Consider the following standard case of an entanglement experiment:
- We prepared two electrons A and B with states
$$\lvert A\rangle=a_1\lvert \uparrow\rangle+a_2\lvert \downarrow\rangle$$ $$\lvert B\rangle=b_1\lvert \uparrow\rangle+b_2\lvert \downarrow\rangle$$ that are not entangled. If we measure any one of them, the spin obtained will be $\uparrow$ or $\downarrow$ with probability determined by the coefficients $a_i$ an $b_j$ for $i,j=1,2$
We can easily construct the product state by
- We then brought them close together, and then applied a suitable magnetic field with hamitonian $\hat{H}$. This rotates the state so that it is no longer a product state, thus entangling the two electrons.
$$e^{i\hat{H}t}\lvert AB\rangle=\lvert A'B'\rangle$$
We then isolate them, and now perform a measurement on $\lvert A'B'\rangle$ on each of the electrons, return to compare results, in order to determine the observable $\sigma_{nAB}=(\vec{\sigma}\cdot \hat{n}_A)\otimes (\vec{\sigma}\cdot \hat{n}_B)$, where $\hat{n}_A\cdot \hat{n}_B=\cos\theta$ and $\theta$ is the angle between the two directions of the unit vectors in space. This will give one of the many outcomes on the pairs of spins as predicted by $\langle \sigma_{nAB}\rangle$.
By repeating steps 1-3 many times, we noticed the correlations obey the usual correlation dependence on $\cos\theta$ found in Bell's Theorem.
Now compare the above with the following qualitative "watered down" analogy
We prepared two marbles A and B, both colorless. Each carry an instruction of probability which reads as:
When touched, turn into (R)ed $r_A$ amount of the time or (Y)ellow $y_A$ amount of the time
similarly for B. Should we decide to touch either of them, they will change color, and we found there is no correlation between the colors R and Y.
We brought the marbles close together, leave that for some known amount of time t. The two marbles are still colorless.
We then isolate them. We then touch one of the marbles (A or B).
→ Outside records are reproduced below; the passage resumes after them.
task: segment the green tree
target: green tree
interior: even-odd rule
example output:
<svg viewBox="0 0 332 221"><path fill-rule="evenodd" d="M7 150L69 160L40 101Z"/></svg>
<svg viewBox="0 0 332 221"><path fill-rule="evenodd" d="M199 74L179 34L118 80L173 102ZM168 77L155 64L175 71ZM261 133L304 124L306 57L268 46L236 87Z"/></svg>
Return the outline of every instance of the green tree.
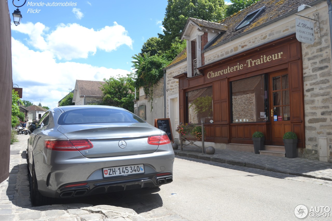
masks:
<svg viewBox="0 0 332 221"><path fill-rule="evenodd" d="M102 85L101 89L104 95L102 104L122 108L134 112L135 90L134 80L130 75L126 77L111 77Z"/></svg>
<svg viewBox="0 0 332 221"><path fill-rule="evenodd" d="M172 61L186 47L187 41L181 41L177 37L171 43L171 49L165 51L162 56L164 59Z"/></svg>
<svg viewBox="0 0 332 221"><path fill-rule="evenodd" d="M17 116L20 114L20 108L18 103L20 100L17 91L13 90L12 92L12 127L14 127L20 123Z"/></svg>
<svg viewBox="0 0 332 221"><path fill-rule="evenodd" d="M132 58L137 59L132 62L132 66L135 68L135 86L138 88L143 87L144 92L151 102L151 111L152 110L152 102L153 100L153 86L158 83L164 76L163 69L169 61L157 55L149 56L144 53L142 57L135 55Z"/></svg>
<svg viewBox="0 0 332 221"><path fill-rule="evenodd" d="M224 0L168 0L162 25L163 35L158 34L166 50L177 37L181 36L189 17L211 22L224 18Z"/></svg>
<svg viewBox="0 0 332 221"><path fill-rule="evenodd" d="M146 53L152 56L157 54L162 50L160 39L156 37L152 37L144 43L142 46L141 54Z"/></svg>
<svg viewBox="0 0 332 221"><path fill-rule="evenodd" d="M70 92L69 94L66 95L66 96L61 100L59 106L69 106L70 105L75 105L75 103L73 103L73 97L74 94L71 92Z"/></svg>
<svg viewBox="0 0 332 221"><path fill-rule="evenodd" d="M17 117L20 118L20 119L21 121L24 121L25 119L25 115L24 115L24 113L20 112L18 114L17 114Z"/></svg>
<svg viewBox="0 0 332 221"><path fill-rule="evenodd" d="M34 105L34 104L29 101L22 101L22 103L26 107L30 107Z"/></svg>
<svg viewBox="0 0 332 221"><path fill-rule="evenodd" d="M259 0L230 0L232 4L226 7L225 16L228 17L245 9Z"/></svg>

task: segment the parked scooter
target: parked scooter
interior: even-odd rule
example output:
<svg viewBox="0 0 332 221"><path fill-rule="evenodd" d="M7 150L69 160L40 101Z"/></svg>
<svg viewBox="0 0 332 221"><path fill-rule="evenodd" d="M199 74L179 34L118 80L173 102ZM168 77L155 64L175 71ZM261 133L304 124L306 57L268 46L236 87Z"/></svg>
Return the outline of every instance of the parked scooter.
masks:
<svg viewBox="0 0 332 221"><path fill-rule="evenodd" d="M16 131L17 132L18 134L25 134L26 135L27 135L31 133L31 132L29 129L26 127L24 127L24 128L22 127L22 124L20 124L17 127Z"/></svg>

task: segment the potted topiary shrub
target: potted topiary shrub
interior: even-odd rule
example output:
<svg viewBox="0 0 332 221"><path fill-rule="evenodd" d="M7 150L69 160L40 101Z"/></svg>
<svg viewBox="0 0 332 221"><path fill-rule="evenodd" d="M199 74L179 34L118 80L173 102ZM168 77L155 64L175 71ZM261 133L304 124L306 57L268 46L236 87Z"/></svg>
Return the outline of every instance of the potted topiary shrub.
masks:
<svg viewBox="0 0 332 221"><path fill-rule="evenodd" d="M254 132L252 134L252 141L255 153L259 154L259 151L262 150L264 147L264 134L260 131Z"/></svg>
<svg viewBox="0 0 332 221"><path fill-rule="evenodd" d="M284 144L285 146L286 157L288 158L295 158L296 157L297 145L297 136L294 132L286 132L284 135Z"/></svg>

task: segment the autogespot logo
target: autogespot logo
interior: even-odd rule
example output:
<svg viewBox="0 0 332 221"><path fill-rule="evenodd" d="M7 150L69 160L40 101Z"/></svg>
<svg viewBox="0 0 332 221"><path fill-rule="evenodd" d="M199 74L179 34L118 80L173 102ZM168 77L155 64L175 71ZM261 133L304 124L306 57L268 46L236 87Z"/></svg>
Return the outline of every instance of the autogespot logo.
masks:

Suppose for this trial we got A turned R. We then go back to where B is kept, and we found it turned Y.
Repeat Steps 1-3 many times and we found that R and Y are correlated in a way that agrees with the resulting probability of what happens when objects with some given instruction of probability (inferred during the preparation of the marbles) is being place close together for time t.
Comparing between these two descriptions, it seems to suggest the correlated outcomes that is predicated by the $\cos \theta$ relationship of the violation of Bell's Theorem was established at the moment when the two electron became entangled hence their state cannot be factorised into a product state anymore, and hence their probabilities also become correlated.
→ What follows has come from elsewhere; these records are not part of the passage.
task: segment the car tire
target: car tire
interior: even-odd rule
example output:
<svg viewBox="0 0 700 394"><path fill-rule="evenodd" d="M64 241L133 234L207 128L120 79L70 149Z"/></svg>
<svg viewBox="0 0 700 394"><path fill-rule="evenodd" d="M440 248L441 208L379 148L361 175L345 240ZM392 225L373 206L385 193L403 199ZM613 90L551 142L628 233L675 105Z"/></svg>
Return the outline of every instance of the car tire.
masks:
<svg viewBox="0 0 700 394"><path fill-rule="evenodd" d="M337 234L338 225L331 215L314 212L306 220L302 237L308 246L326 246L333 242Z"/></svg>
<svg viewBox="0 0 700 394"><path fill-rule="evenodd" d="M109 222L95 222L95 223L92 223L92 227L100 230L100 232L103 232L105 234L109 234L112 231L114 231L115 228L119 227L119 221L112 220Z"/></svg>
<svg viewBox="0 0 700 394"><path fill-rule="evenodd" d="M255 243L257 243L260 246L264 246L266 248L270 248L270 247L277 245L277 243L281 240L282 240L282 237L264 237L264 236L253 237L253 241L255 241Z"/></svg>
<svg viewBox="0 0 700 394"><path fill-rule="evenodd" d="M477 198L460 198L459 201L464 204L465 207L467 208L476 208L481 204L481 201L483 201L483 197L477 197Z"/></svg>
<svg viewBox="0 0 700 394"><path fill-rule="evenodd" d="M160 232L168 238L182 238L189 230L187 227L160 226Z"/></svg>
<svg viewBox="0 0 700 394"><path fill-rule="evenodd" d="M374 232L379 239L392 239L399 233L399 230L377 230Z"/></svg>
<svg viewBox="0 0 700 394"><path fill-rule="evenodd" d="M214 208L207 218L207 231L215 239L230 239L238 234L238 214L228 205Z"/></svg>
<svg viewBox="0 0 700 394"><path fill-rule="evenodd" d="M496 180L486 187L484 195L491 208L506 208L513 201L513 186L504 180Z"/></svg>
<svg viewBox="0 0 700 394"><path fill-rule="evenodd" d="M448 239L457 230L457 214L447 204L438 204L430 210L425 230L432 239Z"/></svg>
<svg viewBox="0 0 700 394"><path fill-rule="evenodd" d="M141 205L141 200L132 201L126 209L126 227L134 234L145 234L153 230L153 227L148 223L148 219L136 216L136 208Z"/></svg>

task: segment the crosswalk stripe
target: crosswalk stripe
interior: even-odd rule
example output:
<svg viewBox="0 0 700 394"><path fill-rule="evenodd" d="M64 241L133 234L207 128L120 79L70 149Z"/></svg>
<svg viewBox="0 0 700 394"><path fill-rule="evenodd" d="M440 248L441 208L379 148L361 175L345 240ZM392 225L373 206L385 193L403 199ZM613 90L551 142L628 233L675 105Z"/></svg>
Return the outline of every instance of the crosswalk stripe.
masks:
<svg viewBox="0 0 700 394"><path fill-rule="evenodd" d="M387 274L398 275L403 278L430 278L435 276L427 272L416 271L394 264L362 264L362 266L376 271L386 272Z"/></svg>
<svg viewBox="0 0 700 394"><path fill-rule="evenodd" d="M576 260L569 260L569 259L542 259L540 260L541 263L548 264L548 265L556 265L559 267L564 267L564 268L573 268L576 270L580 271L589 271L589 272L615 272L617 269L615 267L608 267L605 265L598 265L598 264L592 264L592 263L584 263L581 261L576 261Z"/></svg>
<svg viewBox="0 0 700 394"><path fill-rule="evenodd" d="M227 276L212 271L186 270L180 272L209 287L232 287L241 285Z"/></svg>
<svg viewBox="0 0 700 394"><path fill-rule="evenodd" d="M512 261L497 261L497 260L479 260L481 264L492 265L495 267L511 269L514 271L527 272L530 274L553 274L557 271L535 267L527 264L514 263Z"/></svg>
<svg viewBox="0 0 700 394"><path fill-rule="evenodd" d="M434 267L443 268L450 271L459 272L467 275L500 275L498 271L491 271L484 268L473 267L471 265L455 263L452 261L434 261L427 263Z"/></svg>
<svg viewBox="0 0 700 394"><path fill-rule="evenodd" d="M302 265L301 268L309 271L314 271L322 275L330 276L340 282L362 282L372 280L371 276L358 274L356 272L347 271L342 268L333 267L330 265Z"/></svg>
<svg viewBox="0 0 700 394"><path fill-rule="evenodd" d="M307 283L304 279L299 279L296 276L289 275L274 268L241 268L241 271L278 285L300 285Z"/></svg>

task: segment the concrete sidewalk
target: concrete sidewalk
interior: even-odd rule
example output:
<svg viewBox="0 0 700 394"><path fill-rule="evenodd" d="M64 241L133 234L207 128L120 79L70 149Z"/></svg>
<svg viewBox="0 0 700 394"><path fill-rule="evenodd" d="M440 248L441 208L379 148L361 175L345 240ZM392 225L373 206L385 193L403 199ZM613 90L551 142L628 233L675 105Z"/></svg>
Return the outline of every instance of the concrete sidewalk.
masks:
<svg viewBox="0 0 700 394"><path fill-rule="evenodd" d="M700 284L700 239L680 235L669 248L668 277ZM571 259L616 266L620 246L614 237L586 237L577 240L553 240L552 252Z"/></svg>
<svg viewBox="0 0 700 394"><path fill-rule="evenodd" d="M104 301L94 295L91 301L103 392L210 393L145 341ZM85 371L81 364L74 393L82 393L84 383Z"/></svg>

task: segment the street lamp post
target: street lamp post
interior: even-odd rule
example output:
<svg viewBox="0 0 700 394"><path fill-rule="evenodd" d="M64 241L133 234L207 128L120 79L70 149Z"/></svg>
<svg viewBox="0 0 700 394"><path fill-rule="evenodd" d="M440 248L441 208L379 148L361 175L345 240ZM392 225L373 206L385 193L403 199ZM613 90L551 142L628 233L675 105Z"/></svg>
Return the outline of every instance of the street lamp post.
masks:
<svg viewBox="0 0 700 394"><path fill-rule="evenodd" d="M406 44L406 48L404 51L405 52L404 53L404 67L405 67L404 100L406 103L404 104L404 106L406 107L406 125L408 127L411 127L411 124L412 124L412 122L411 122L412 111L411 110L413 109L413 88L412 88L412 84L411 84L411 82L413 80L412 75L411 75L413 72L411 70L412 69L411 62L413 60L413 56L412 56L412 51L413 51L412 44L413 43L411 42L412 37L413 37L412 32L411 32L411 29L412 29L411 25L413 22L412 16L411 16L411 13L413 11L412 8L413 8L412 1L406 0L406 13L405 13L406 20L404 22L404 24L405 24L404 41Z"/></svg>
The measurement then pick out one of the outcomes of this correlated probability distribution (which is determined by the wavefunction) thus there is no need of the notion that measurement of one electron instantly changes the other.
We also knew that the time evolution of the wavefunction hence the probability of some observable of the state is deterministic and obeys a Schrödinger equation.
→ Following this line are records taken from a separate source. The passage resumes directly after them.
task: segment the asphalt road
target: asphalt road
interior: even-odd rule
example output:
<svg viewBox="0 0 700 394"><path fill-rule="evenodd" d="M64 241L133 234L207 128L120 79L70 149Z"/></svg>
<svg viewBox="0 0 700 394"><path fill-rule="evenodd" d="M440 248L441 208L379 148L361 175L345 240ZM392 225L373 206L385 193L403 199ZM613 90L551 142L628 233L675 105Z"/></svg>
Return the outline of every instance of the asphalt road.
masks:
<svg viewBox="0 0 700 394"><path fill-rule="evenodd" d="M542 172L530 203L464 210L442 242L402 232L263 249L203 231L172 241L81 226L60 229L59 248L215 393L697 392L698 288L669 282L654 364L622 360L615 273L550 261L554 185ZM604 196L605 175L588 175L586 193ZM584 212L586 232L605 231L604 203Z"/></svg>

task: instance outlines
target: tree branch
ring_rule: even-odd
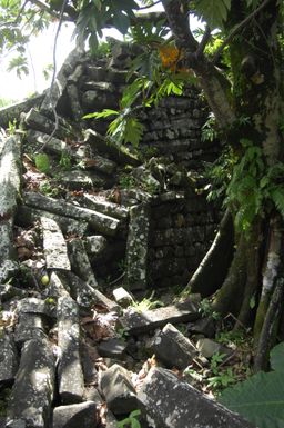
[[[197,58],[204,52],[205,46],[207,44],[210,37],[211,37],[211,30],[210,30],[210,27],[206,26],[203,38],[202,38],[200,46],[196,50]]]
[[[248,24],[248,22],[257,14],[262,11],[262,9],[265,8],[266,4],[268,4],[271,0],[264,0],[262,2],[261,6],[258,6],[258,8],[256,8],[251,14],[248,14],[248,17],[246,17],[242,22],[240,22],[234,29],[233,31],[231,31],[231,33],[225,38],[225,40],[223,41],[223,43],[221,44],[221,47],[216,50],[216,52],[214,53],[214,57],[212,59],[212,63],[216,63],[220,59],[220,56],[221,53],[223,52],[223,50],[225,49],[225,47],[231,42],[231,40],[235,37],[235,34],[237,34],[244,27],[246,27]]]

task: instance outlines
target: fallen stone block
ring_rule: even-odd
[[[77,303],[69,296],[58,299],[58,385],[61,402],[81,402],[84,378],[80,359],[80,326]]]
[[[132,207],[126,243],[126,281],[130,290],[141,290],[148,286],[149,233],[149,205]]]
[[[85,238],[85,251],[92,259],[101,256],[106,249],[108,240],[101,235],[93,235]]]
[[[94,428],[97,427],[95,402],[59,406],[53,410],[52,428]]]
[[[21,420],[29,428],[50,427],[54,377],[55,360],[48,340],[24,344],[8,406],[7,421],[11,426]]]
[[[28,296],[27,290],[22,290],[21,288],[13,287],[10,283],[0,285],[0,301],[4,302],[7,300],[11,300],[16,298],[24,298]]]
[[[0,338],[0,388],[13,382],[19,366],[14,341],[8,335]]]
[[[39,210],[32,207],[20,206],[16,216],[17,225],[30,226],[41,217],[47,217],[54,220],[64,235],[77,235],[82,237],[87,233],[88,221],[78,221],[71,217],[58,216],[49,211]]]
[[[102,372],[100,388],[108,408],[114,415],[125,415],[138,408],[136,392],[130,374],[115,364]]]
[[[119,338],[103,340],[98,346],[98,352],[102,357],[122,359],[125,356],[128,344]]]
[[[216,326],[215,321],[211,317],[199,319],[196,322],[189,324],[186,326],[186,330],[193,335],[204,335],[207,338],[212,338],[215,336]]]
[[[155,428],[253,428],[163,368],[150,370],[138,400],[144,406],[150,426]]]
[[[185,369],[197,354],[191,340],[171,324],[154,336],[150,348],[168,368]]]
[[[108,189],[114,183],[109,176],[102,177],[93,171],[63,171],[59,173],[58,178],[70,190]]]
[[[43,251],[48,269],[71,270],[67,243],[58,223],[47,217],[41,217]]]
[[[123,308],[126,308],[134,302],[133,297],[123,287],[115,288],[112,293],[114,300]]]
[[[225,347],[216,342],[215,340],[202,338],[197,340],[196,348],[202,357],[211,358],[214,354],[224,354],[225,356],[230,356],[234,352],[233,349]]]
[[[41,193],[28,192],[24,196],[24,201],[29,207],[44,209],[58,215],[72,217],[77,220],[87,220],[95,231],[102,235],[114,236],[120,226],[118,219],[88,208],[80,208],[73,203],[65,202],[63,199],[53,199]]]
[[[64,271],[58,273],[58,276],[64,288],[70,290],[71,297],[80,307],[89,309],[92,305],[102,305],[110,311],[121,311],[121,307],[118,303],[109,299],[101,291],[89,286],[73,272]]]
[[[85,130],[84,142],[89,143],[94,150],[98,150],[99,153],[106,153],[108,157],[119,165],[132,165],[136,167],[141,163],[133,155],[123,151],[119,146],[115,146],[92,129]]]
[[[89,286],[98,287],[97,279],[85,252],[84,245],[81,239],[72,239],[68,242],[68,252],[72,271],[78,275]]]
[[[43,317],[38,313],[22,313],[14,329],[14,342],[22,347],[24,342],[31,339],[45,340],[47,328]]]
[[[129,217],[129,209],[126,207],[105,201],[93,195],[84,193],[82,197],[82,203],[85,208],[93,209],[94,211],[102,212],[116,219],[125,220]]]
[[[189,322],[195,321],[199,318],[199,305],[194,301],[186,300],[164,308],[144,310],[143,312],[131,309],[120,318],[120,322],[129,334],[135,335],[163,327],[168,322]]]

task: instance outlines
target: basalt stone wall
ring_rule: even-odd
[[[214,239],[220,211],[203,196],[152,206],[149,283],[184,286]]]
[[[53,106],[60,116],[60,126],[64,125],[64,119],[71,121],[79,130],[79,138],[87,128],[104,136],[110,120],[82,120],[82,116],[104,108],[119,108],[126,84],[128,61],[129,56],[125,51],[123,53],[123,49],[122,54],[119,50],[113,58],[99,60],[84,52],[72,52],[59,72],[50,96],[44,98],[41,115],[53,119]],[[194,175],[202,172],[203,162],[213,161],[220,153],[216,141],[202,141],[201,138],[207,115],[207,106],[199,90],[192,87],[181,97],[166,97],[158,107],[139,112],[144,125],[140,148],[148,158],[154,155],[156,163],[165,166],[158,171],[160,190],[155,189],[149,201],[149,286],[184,286],[214,238],[219,210],[206,202],[204,195],[195,192],[194,183]],[[60,132],[61,128],[57,136],[63,139],[65,136]],[[99,147],[98,150],[100,153]],[[108,158],[108,152],[100,155]],[[182,198],[179,196],[181,192]],[[166,193],[173,197],[164,198]]]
Therefore this suggests the wavefunction of the electron is an intrinsic property similar to charges that can be transformed and shared between other electrons, and entanglement introduce correlations in this intrinsic property.
Now since the wavefunction is not an observable, hence unmeasurable, and even its probability can only be inferred from an ensemble of states and not just by measurement of one state. Yet it pretty much controls all the possible outcomes we can obtain from the experiment, with deterministic time evolution, and it effectively span across spacelike distances between the subsystems, it seems to qualify as a non-local hidden variable.
Yet nobody refer to the wavefunction as a hidden variable.
Why is the wavefunction not considered a (non-local) hidden variable?